On arrival, ambulance paramedics found Mrs Combes hypoxic and in cardiac arrest with Mr Combes performing CPR. The paramedics continued to work on Mrs Combes but were unable to resuscitate her and determined that she was, unfortunately, deceased.
Upon subsequent autopsy, Dr Donald Ritchey, forensic pathologist, concluded that Mrs Combes died as a result of a pulmonary thromboembolus. I accept his opinion as to cause of death. Dr Ritchey reported that pulmonary thromboemboli begin as blood clots usually in the deep veins of the legs. When they break free they travel through the venous vascular system and the right side of the heart to become impacted in the pulmonary artery. The sudden blockage of this main artery causes enormous stress on the right side of the heart and subsequent death by cardiac arrhythmia. Dr Ritchey stated that immobilisation of the leg and obesity greatly increase the risk of development of deep vein thrombus (DVT) and pulmonary embolus (PE). I am satisfied that Mrs Combes’ immobilisation and obesity were causative factors in the development of the PE.
One issue considered in this investigation is whether Mrs Combes should have been prescribed anti-coagulation medication during her cast immobilisation period when she may have been a person at risk of suffering from DVT or PE as a result of the medical requirement for her immobilisation below the knee. Dr Anthony Bell, coronial medical consultant, provided a report in which he stated that the medical care provided to Mrs Combes was of a good standard. He noted that there is continuing debate in the literature regarding the benefit of anticoagulation in the case of below-knee injury requiring immobilisation. He reported that studies have consistently demonstrated that patients at high risk are likely to benefit from
pharmacologic prophylaxis. In this case the fact that Mrs Combes was morbidly obese placed her into a higher risk category.
In the circumstances, I make no adverse comment concerning the decision not to prescribe anticoagulant medication to Mrs Combes. This decision was no doubt carefully considered. I also cannot find that, had she been so prescribed, she would not have suffered the PE.
Unfortunately Mrs Combes suffered an accidental fall, required immobilisation by a cast and developed a well-recognised complication of that immobilisation despite good medical management.
Comments and Recommendations I repeat the comments made in other recent coronial findings that treating doctors should apply an individualised approach to the question of risk of DVT and PE in each case where below-knee injury requires immobilisation.
I extend my appreciation to investigating officer Constable Candice Barron for her investigation and report.
The circumstances of Mrs Margot Combes’ death are not such as to require me to make any recommendations pursuant to Section 28 of the Coroners Act 1995.
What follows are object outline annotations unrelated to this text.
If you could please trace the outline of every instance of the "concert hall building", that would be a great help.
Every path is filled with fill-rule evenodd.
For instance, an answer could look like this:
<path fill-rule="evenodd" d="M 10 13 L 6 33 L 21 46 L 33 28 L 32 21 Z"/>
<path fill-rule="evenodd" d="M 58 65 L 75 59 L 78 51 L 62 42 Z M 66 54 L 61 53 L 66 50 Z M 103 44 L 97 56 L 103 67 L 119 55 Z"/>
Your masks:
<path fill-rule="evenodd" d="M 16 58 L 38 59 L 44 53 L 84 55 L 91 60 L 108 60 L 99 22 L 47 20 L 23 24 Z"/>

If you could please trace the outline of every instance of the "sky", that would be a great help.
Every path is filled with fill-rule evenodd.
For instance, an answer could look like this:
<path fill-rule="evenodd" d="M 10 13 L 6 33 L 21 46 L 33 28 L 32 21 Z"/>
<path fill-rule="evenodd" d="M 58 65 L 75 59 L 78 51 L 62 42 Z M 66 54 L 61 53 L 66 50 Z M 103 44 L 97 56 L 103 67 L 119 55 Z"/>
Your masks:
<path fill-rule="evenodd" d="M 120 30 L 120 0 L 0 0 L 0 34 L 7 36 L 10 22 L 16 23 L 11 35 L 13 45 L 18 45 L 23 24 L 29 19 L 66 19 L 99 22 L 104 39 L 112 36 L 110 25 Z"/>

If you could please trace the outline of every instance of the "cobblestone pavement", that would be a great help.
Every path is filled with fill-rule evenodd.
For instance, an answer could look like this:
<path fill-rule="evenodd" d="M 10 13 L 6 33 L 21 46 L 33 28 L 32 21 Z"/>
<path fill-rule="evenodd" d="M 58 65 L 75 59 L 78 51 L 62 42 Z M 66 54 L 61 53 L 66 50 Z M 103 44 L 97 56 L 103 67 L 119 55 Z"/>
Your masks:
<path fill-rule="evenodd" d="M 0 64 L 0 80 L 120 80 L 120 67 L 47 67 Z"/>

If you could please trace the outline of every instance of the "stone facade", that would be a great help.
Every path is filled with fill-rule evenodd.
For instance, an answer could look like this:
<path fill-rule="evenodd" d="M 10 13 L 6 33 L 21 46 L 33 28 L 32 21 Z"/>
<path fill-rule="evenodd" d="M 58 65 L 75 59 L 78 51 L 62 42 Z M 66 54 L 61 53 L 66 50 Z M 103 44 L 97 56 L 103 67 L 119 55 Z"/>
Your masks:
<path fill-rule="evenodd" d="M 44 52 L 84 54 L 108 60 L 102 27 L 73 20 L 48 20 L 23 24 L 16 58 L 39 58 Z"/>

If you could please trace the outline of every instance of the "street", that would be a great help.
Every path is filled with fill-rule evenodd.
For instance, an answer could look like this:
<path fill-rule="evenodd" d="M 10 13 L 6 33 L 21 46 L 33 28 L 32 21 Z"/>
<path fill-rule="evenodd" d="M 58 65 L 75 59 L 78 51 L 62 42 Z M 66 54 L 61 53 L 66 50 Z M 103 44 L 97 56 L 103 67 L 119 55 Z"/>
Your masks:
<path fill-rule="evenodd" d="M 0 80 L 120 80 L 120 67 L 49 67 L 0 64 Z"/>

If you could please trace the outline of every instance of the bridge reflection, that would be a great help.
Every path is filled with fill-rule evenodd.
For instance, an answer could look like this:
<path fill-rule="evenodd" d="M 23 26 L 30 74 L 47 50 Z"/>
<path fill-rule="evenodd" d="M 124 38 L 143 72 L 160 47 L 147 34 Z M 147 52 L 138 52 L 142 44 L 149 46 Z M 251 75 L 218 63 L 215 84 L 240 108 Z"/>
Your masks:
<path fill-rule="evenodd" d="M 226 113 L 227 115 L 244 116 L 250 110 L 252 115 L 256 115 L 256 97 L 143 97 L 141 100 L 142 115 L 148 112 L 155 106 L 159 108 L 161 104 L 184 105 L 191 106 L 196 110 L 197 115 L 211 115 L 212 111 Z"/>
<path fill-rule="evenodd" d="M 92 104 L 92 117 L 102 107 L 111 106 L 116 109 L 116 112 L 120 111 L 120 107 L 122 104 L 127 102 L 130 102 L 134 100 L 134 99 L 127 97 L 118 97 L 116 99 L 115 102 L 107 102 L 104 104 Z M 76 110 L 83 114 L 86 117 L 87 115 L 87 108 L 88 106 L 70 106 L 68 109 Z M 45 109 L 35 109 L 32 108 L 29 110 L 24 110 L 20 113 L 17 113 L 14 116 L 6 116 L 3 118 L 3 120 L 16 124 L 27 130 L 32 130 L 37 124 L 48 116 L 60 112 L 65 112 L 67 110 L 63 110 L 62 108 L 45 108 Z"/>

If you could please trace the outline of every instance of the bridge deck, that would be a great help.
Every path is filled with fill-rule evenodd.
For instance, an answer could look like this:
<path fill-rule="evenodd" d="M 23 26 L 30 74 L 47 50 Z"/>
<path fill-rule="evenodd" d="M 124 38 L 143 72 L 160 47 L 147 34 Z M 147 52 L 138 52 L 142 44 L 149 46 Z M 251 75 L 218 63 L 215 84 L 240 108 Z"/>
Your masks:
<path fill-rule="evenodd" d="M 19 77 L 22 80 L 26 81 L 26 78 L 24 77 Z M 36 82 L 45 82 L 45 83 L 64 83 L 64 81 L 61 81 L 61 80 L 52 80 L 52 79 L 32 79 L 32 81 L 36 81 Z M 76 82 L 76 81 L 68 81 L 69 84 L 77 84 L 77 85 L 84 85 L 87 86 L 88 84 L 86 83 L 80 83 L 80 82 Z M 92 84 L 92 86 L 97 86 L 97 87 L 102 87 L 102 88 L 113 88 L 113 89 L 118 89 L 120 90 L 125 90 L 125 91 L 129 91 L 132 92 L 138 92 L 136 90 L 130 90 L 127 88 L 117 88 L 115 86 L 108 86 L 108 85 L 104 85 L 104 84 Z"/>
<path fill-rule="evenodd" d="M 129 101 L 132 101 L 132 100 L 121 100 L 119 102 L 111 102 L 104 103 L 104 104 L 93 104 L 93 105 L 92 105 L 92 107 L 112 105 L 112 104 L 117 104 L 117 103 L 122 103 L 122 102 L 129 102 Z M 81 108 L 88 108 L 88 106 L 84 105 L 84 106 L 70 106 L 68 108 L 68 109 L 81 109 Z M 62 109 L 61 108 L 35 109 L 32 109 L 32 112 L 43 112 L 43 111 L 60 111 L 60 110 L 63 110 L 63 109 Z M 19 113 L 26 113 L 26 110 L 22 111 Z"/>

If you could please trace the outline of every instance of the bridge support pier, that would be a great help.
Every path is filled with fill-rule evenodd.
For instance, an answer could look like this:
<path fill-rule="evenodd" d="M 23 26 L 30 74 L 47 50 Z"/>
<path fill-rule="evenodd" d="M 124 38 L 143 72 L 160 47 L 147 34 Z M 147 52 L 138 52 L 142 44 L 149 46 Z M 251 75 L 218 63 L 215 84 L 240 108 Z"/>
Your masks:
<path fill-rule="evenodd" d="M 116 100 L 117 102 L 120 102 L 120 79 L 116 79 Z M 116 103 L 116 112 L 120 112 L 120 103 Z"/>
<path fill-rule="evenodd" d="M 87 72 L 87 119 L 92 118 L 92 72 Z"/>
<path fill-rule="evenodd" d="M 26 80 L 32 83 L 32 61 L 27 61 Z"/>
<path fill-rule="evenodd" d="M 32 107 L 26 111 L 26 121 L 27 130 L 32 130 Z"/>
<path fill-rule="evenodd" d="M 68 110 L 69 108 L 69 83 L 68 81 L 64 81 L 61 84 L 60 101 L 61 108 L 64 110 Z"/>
I note that Mrs Combes died as a result of the consequences of an injury occurring at her workplace. As such, her death would ordinarily be the subject of a public inquest pursuant to section 24 of the Coroners Act 1995. However, I have received a representation from the senior next of kin under section 26A(2) of the Act that he does not seek that an inquest takes place. Further, I am satisfied under section 26A(3) of the Act that it is not contrary to the public interest not to hold an inquest. In particular, there are no issues arising in the investigation regarding Mrs Combes’ workplace or employment that require comment or recommendations. I therefore decided not to hold a public inquest.
I convey my sincere condolences to the family and loved ones of Mrs Combes.
Dated: 3 January 2020 at Hobart Coroners Court in the State of Tasmania.